Cloudera today announced that it plans to make an instance of its data management platform based on Hadoop generally available this summer on Red Hat OpenShift, which is based on Kubernetes.
Arun Murthy, chief product officer for Cloudera, says Cloudera Data Platform (CDP) Private Cloud is a complement to the instances of the platform already available on Amazon Web Services (AWS) and Microsoft.
The goal is to enable IT teams to deploy a data warehouse based on CDP in the cloud or on-premises IT environments and move data across a hybrid cloud computing environment, says Murthy.
Thanks to the rise of Kubernetes it’s now easier to move workloads between cloud computing environments. However, moving data between cloud platforms has been more problematic. CDP simplifies the movement of data between cloud platforms, enabling IT teams to preserve metadata as well as the relevant security and governance controls that should be maintained, notes Murthy.
That’s critical because in the wake of the economic downturn brought on by the COVID-19 pandemic, many IT organizations are looking to centralize the management of multiple clouds to reduce the total cost, he adds.

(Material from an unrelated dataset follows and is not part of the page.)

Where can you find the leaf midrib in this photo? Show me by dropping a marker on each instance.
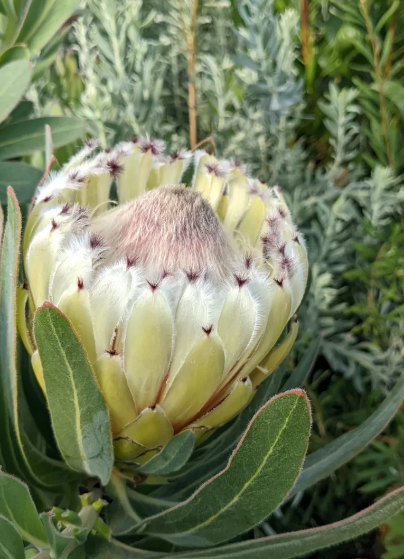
(249, 481)
(75, 399)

Murthy says Cloudera will add support for other distributions of Kubernetes based on demand, noting Red Hat OpenShift currently is the dominant distribution of Kubernetes being deployed in on-premises IT environments.
CDP is based on two distributions of Hadoop coming together as a result of the Cloudera-Hortonworks merger at the beginning of last year. Since then, Hadoop and Kubernetes have played key roles in driving development of artificial intelligence applications incorporating machine and deep learning algorithms. Hadoop provides a means to manage massive amounts of data, while the containers orchestrated by Kubernetes make it possible to employ microservices to build and deploy what would otherwise be an unwieldy monolithic AI application.
Of course, as the amount of data being aggregated reaches into the petabytes, the term “big data” has become somewhat passé. The issue is not so much the amount of data being stored and processes as much as it is making sure the right data is being made available to the right microservice at the right time. In effect, sets of data need to be managed as a logical entity that can be accessed by multiple microservices, notes Murthy.
Cloudera, in fact, already makes available separate data warehouse, machine learning and data management and analytics services on top of CDP to simplify the management of data within the context of specific use cases.
It may be a while before IT teams master all the nuances of data management in a hybrid cloud computing era enabled by Kubernetes. However, as organizations seek to derive more value from the data they collect, they will need more flexible approaches to managing massive amounts of data. With the rise of agile development methodologies and DevOps, it’s never been easier to create and deploy an application. By comparison, giving those applications access to the data they require remains positively glacial in far too many organizations.